Bu adli yıl adil yıl olacak mı

Evvelsi gün, Yenicagtv instagram hesabında izlediğim bir videoda, üniversite mezunu bir antenci olduğunu söyleyen vatandaş, sorunu yaratanla, çözeceğini söyleyen aynı kişi, diyerek bir kısır döngüden bahsediyordu. Videodaki adamın kısır döngü ve tarih tekerrüründen dem vurmasıyla aklıma o gün başlayan adli yıl açılış töreni geldi.

Eski yıllarda, hatırlarsanız bu törenin başlıca gündemlerinden biri şimdi büyükelçilikle ödüllendirilen Metin Feyzioğlu'nun konuşmasıyla konuşturulmamasıyla ilgili olurdu.

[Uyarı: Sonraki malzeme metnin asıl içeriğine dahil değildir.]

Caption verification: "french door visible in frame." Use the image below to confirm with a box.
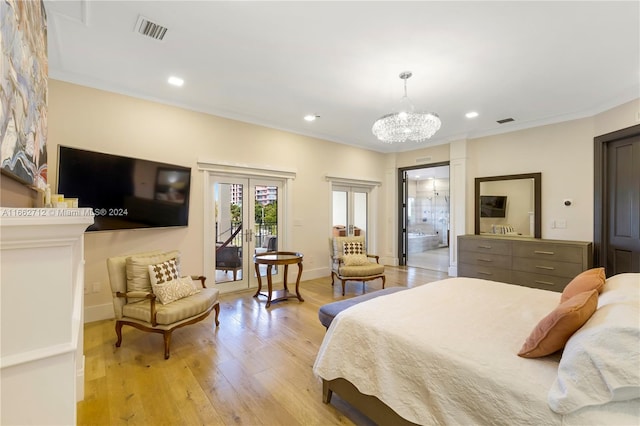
[205,175,283,292]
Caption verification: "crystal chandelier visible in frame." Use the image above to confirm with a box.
[371,71,441,143]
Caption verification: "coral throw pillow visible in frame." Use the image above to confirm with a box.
[518,290,598,358]
[560,268,607,303]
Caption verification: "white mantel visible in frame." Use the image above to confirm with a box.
[0,207,93,425]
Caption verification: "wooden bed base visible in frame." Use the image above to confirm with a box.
[322,378,416,426]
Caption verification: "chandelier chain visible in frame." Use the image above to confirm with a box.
[371,71,441,143]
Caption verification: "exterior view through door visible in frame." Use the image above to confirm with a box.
[399,164,450,272]
[212,176,281,291]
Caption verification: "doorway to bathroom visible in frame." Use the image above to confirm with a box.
[398,162,450,272]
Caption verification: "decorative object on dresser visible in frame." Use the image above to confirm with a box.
[458,235,593,292]
[107,251,220,359]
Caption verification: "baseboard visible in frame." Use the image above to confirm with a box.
[84,303,115,324]
[298,266,331,283]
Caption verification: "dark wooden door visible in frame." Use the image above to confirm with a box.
[603,135,640,276]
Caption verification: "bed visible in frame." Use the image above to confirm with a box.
[313,274,640,425]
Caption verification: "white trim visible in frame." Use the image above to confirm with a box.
[198,160,297,179]
[84,303,115,324]
[325,175,382,188]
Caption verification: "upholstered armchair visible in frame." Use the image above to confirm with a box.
[329,236,386,296]
[256,235,278,254]
[107,251,220,359]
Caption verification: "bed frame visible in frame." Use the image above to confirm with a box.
[322,378,416,426]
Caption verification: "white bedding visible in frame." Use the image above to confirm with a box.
[313,278,638,425]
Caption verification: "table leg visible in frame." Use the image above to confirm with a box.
[296,262,304,302]
[253,263,262,297]
[266,265,273,308]
[282,265,289,294]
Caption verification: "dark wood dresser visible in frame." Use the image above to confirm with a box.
[458,235,593,292]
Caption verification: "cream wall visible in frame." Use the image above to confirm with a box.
[48,80,640,320]
[48,80,394,320]
[396,99,640,246]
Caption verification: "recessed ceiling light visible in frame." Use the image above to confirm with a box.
[167,76,184,87]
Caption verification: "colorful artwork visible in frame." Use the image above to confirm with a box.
[0,0,49,188]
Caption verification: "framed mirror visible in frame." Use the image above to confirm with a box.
[474,173,542,238]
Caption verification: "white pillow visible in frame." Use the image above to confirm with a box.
[548,274,640,414]
[153,277,200,305]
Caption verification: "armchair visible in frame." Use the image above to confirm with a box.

Son iki senedir yargının savunma tarafını temsil eden Türkiye Barolar Birliği'ne başkanlık eden Erinç Sağkan'ın da konuşmaları sansüre uğruyor.

Kim söyleyecek

Sayın Sağkan, konuşmasında konumu gereği değinmesi pek tabii gereken konulardan bahsetti.

Avukatların sorunlarını dillendirdi, savunmanın güçlendirilmesini talep etti. Zaten bu konuları o söylemeyecek de kim söyleyecekti

Yargı bağımsızlığı ve tarafsızlığının sağlanmasından bahsetti. Hukukun üstünlüğü dedi. Yargının savunma ayağının temsilcisi olarak, hukukun en temel ilkelerinden bahsetmesi doğaldı elbet.

Bu köşede de bu gazetede de defalarca yazdığımız, hukuka saygısı olan insanların sık sık söylediği, akademisyenlerin uyardığı, ekonomistlerin bile düzeltilmesi gerektiğine dikkat çektiği mesele olarak, yargının siyasetle iç içe geçmiş ilişkisinden bahsetti.

Yargı sisteminin önemli bir temsilcisi olarak Sayın Erinç'in Cumhurbaşkanı Erdoğan'ın da bulunduğu bir ortamda bu sorunu dillendirmesi zaten kendisinden beklenendi; bekleneni yaptı.

Zaman zaman Cumhurbaşkanı ve tezat bir şekilde Hâkimler ve Savcılar Kurulu'na başkanlık eden Adalet Bakanı gibi bu ilkelerden yüzeysel olarak bahsetmekle kalmadı, meseleyi açıkladı.

İnsan Hakları Avrupa Mahkemesi'nin ve Anayasa Mahkemesi'nin (AYM) kararlarının alt mahkemelerce uygulanmadığını, bunun da yargıyı hak ve özgürlüklerin teminatı olma işlevinden uzaklaştırdığını belirtti.